There’s a new movie out from Danny Boyle, who made Trainspotting and Slumdog Millionaire, called Yesterday, about an indie Indian rocker who has an accident and wakes up in a world without Beatles. As in, a world in which he knows the Beatles music but no one else knows of it. I don’t know if this is a good premise for a movie, I have my doubts, but it surfaced this charming story of Peter and Gordon, guys who should have been remnants, but who kept getting hit songs, starting with this one Paul McCartney wrote when he was 16. This story in Slate is terrific filling in the details.
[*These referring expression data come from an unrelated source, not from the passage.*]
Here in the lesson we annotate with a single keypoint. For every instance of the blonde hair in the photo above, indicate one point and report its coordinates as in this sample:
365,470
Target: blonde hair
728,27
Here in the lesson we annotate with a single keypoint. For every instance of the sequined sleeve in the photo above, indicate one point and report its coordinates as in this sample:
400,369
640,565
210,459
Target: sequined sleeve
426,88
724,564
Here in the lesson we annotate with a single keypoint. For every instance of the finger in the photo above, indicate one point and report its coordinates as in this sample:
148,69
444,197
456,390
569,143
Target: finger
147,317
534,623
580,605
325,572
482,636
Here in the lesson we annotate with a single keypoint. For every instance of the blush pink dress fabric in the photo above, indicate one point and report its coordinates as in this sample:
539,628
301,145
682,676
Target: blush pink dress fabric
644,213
Okay, I never wondered what the Stones covering Dylan would sound like, but now I know.
Jody Rosen has written a long and worthwhile story about masters archives, jumping off from a fire that burned about 120,000 masters of the Universal Music Group in 2006. He does a great job explaining why the masters of albums by Elton John and Nirvana and Muddy Waters and John Coltrane, among many others, are valuable even when you can stream their music online. But then he gets grittier, and talks about Don Bennett, whose masters burned in the UMG fire, and whose career is almost impossible to survey. He was a vocalist in the Chocolate Watchband, which I’d heard of, but he also had a solo career, which has almost completely disappeared. The point? Lots of music that is disregarded at first turns out to be valuable later. So, here is the Chocolate Watchband. And a plea for Rosen to digitize the album he bought and get it out there!
I first admired Tony Glover’s writing in Rolling Stone in the early 1970s. He wrote a great story about a man who claimed to be the world’s oldest man, a story I think of often. In his obituary in today’s New York Times Glover’s writing is mentioned, and he’s quoted saying of Jimi Hendrix: Hendrix plays Delta blues for sure — only the Delta may have been on Mars. Glover reviewed the first New York Dolls album for Rolling Stone, too, which certainly turned me on to that great band. It’s a review that ranks the Dolls with the Allman Brothers as great real bands of the time, which is very true and not at all obvious, which is what we look to writers to do. One of my favorite obscure records, one of those that not many know, is Ashes in My Whiskey, the record Glover and Dave Ray made in 1990.